President Duterte can already issue an Executive Order modifying the tariffs on pork imports since Congress has gone on scheduled recess since Friday and won’t be back till May 17.

The Cabinet-level Committee on Tariff and Related Matters earlier recommended to Duterte to reduce pork tariffs to 5 percent for in-quota and 15 percent for out-quota for three months, which would increase after to 10 percent for in-quota and 20 percent for out-quota for nine months. The Tariff Commission, based on the documents obtained by the BusinessMirror, earlier proposed a 10-percent in-quota tariff and 20-percent out-quota tariff for one year.

The Department of Agriculture (DA) earlier petitioned for the reduction of pork tariffs to 5 percent (in-quota) and 15 percent (out-quota) for six months. Afterwards the tariffs would increase to 10 percent (in-quota) and 20 percent (out-quota) for another six months before reverting to current tariff rates of 30 percent for MAV and 40 percent for outside MAV.
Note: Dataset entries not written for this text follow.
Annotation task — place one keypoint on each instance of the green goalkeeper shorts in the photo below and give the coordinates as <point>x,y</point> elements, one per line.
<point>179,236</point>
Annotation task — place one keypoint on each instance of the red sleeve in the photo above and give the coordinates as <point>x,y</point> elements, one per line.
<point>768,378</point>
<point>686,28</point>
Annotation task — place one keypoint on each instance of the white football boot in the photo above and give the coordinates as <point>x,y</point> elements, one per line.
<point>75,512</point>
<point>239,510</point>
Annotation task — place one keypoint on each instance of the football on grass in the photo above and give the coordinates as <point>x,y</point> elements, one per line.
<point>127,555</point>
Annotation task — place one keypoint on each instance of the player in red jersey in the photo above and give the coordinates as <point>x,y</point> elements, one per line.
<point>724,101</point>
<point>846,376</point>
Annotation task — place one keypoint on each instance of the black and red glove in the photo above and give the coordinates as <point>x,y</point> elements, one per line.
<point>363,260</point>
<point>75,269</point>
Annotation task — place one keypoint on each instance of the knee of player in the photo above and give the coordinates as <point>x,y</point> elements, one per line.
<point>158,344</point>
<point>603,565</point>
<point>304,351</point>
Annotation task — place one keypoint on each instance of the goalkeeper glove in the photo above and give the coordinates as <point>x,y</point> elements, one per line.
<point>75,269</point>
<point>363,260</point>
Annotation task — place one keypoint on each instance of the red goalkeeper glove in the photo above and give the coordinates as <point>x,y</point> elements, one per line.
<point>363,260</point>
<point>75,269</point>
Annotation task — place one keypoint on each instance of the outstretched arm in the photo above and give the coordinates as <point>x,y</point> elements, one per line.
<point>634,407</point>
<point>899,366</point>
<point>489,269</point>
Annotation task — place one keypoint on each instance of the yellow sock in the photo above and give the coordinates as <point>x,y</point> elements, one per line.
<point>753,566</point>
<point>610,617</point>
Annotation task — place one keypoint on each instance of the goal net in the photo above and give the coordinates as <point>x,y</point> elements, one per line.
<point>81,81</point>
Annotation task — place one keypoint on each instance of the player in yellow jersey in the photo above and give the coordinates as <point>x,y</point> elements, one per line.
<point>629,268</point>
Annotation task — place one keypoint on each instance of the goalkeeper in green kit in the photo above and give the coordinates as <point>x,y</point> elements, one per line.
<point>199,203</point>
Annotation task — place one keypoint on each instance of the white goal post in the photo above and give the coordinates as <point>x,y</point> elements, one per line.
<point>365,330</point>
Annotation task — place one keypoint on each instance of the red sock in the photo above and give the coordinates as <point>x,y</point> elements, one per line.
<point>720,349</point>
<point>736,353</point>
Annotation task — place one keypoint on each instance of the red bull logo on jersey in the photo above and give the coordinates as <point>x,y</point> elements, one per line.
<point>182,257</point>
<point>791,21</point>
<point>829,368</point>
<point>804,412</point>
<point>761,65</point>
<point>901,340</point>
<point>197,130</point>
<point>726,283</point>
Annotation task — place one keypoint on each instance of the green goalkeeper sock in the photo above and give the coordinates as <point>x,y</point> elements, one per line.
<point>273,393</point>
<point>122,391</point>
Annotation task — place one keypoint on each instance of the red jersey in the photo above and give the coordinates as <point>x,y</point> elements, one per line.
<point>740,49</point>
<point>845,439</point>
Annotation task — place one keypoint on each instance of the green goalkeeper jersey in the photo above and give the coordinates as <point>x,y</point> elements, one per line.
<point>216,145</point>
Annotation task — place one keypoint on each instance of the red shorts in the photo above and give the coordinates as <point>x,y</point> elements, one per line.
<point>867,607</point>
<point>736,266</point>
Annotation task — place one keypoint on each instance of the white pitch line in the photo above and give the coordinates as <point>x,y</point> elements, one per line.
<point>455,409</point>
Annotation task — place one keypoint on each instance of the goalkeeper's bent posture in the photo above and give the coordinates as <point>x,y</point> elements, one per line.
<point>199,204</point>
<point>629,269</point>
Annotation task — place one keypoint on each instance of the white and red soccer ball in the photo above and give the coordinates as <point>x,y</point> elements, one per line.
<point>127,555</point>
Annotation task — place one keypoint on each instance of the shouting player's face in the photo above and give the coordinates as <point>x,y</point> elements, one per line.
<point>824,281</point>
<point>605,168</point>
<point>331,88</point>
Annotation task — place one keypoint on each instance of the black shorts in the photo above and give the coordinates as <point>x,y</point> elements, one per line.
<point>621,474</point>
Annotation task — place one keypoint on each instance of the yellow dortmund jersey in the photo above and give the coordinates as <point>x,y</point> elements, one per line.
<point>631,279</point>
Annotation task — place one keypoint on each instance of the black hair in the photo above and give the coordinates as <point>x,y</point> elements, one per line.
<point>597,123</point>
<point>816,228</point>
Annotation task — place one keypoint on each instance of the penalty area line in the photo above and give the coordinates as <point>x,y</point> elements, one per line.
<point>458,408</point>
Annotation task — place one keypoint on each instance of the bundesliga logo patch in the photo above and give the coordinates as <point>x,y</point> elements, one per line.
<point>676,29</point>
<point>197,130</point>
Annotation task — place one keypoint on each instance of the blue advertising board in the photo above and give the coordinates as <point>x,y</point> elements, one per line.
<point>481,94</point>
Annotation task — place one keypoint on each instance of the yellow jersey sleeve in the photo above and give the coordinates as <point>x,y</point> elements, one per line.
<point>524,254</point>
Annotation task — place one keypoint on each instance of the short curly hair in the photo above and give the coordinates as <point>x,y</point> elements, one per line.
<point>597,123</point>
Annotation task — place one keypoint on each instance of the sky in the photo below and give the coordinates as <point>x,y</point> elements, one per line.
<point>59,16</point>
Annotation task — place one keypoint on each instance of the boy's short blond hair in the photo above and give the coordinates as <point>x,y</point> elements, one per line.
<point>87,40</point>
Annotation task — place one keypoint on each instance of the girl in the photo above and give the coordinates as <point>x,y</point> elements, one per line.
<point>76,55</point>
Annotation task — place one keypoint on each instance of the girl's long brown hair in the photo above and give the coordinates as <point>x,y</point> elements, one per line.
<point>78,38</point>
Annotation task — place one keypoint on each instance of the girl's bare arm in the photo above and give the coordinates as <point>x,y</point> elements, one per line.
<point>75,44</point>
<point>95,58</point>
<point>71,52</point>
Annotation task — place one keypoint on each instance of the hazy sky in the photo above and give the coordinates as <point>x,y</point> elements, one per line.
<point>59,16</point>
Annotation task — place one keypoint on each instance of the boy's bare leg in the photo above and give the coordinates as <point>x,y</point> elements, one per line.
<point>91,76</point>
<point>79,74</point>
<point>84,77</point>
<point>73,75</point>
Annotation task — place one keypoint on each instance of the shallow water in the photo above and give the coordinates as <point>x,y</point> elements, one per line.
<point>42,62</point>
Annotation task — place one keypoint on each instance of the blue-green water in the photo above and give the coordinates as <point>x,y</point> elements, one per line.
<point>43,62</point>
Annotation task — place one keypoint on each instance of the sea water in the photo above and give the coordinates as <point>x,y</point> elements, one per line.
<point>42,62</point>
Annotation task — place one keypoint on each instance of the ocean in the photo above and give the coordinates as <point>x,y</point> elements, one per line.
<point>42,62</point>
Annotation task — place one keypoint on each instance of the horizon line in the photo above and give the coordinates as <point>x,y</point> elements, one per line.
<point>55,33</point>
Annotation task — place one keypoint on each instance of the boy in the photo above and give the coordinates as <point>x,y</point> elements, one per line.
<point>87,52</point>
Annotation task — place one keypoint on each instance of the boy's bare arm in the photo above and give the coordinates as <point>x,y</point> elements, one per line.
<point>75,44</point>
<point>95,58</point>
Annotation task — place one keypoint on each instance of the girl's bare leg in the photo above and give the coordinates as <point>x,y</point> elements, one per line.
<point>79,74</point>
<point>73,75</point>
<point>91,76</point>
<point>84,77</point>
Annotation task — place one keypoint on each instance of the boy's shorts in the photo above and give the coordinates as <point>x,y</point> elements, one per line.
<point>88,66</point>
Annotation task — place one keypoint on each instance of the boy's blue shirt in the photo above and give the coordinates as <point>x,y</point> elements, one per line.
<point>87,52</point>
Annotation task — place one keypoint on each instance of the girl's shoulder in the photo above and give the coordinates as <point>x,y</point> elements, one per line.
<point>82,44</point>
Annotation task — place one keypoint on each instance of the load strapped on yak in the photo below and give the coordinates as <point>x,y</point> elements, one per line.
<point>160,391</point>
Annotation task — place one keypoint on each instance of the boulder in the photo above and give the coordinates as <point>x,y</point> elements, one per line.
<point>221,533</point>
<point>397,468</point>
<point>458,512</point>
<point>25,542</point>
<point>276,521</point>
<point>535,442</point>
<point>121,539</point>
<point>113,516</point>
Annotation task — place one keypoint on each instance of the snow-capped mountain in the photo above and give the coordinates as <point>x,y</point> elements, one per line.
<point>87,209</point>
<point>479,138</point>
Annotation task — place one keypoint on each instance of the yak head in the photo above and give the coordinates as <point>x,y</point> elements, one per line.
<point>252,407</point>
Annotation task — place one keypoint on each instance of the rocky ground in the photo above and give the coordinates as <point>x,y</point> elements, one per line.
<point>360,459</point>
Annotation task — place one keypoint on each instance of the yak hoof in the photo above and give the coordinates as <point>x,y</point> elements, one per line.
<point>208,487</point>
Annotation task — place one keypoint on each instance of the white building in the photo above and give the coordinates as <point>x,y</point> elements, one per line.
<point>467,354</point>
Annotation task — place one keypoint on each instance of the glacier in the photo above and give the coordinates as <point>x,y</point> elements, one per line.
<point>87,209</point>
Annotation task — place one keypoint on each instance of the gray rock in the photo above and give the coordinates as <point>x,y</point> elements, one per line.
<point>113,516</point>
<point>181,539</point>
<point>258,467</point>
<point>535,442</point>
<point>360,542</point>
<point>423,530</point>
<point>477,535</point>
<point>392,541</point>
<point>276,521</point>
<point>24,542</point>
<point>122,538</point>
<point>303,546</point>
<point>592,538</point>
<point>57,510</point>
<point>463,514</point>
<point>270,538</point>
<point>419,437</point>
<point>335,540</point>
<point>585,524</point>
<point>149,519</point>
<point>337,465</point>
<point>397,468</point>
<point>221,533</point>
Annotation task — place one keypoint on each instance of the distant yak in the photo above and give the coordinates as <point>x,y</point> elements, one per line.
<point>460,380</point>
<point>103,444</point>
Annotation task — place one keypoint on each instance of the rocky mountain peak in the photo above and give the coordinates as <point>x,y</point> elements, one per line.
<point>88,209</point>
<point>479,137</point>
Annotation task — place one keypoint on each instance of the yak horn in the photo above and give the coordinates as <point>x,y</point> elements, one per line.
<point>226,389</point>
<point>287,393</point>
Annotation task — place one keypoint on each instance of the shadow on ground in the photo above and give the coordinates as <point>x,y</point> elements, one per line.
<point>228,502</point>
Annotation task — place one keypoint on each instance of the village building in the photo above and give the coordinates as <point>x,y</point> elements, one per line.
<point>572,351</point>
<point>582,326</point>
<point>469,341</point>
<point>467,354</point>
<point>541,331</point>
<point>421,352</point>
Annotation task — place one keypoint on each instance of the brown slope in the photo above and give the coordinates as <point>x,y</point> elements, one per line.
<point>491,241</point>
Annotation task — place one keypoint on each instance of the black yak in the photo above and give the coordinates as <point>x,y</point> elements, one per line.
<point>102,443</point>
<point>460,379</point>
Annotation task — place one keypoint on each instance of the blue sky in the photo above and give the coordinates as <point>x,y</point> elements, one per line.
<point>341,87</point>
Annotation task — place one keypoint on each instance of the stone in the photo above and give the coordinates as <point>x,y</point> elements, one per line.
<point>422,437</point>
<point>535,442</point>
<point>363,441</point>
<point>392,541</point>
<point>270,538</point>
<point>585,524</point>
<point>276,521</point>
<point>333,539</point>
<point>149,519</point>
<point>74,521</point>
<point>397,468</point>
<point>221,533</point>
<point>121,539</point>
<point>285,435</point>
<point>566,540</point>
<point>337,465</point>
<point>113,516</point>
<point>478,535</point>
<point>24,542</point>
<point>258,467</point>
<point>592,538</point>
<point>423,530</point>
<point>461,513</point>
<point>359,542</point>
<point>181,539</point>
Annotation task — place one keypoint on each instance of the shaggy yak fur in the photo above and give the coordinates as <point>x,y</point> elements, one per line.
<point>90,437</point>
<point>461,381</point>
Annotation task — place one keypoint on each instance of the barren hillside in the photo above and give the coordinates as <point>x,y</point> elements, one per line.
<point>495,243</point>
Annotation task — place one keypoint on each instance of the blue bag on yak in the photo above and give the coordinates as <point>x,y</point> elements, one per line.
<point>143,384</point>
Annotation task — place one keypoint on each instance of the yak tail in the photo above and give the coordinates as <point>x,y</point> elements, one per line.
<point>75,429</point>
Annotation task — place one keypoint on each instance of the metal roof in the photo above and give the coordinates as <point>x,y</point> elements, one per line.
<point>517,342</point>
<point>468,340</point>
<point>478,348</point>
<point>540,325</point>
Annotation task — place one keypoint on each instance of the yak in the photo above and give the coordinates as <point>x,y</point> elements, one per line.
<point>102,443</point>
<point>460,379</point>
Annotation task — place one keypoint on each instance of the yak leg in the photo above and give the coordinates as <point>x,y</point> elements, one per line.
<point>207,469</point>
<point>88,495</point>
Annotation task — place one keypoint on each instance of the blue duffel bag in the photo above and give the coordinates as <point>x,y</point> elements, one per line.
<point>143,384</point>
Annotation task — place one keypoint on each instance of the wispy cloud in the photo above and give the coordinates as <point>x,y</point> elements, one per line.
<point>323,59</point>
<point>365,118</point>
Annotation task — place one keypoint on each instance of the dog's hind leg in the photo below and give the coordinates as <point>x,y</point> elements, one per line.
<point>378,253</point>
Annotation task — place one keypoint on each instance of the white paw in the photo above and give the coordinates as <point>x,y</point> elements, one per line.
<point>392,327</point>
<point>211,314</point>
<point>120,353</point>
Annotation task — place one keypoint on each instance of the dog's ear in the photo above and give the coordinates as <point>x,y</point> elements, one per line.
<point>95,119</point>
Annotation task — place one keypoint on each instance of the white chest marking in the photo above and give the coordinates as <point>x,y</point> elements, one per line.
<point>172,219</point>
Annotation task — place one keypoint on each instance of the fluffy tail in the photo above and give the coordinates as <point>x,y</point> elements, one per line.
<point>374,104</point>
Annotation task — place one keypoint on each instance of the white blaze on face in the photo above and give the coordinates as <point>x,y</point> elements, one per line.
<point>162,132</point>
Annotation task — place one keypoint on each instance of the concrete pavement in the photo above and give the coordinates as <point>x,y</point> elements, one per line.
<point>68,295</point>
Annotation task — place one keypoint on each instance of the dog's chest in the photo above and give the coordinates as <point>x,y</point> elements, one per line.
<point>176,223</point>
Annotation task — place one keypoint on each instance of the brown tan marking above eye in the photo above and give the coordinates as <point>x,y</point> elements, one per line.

The BusinessMirror earlier reported that imports from Europe, United States and Canada, which are major pork import sources of the country, are delayed by two weeks to one month due to lack of containers and vessels. (Related story: https://businessmirror.com.ph/2021/03/26/food-shortage-seen-on-global-supply-woes/)

This is worsened by the congestion at transhipment points such as Singapore, Hong Kong and China, industry players told the BusinessMirror.

“We are facing shipping and logistics problems. For example in Europe, there are a lot of delays due to Covid-19 problems and challenges such as lockdowns. We are now encountering two weeks to a month delays in our arrivals,” Royal Cargo Inc. (RCI) COO Jet B. Ambalada told the BusinessMirror.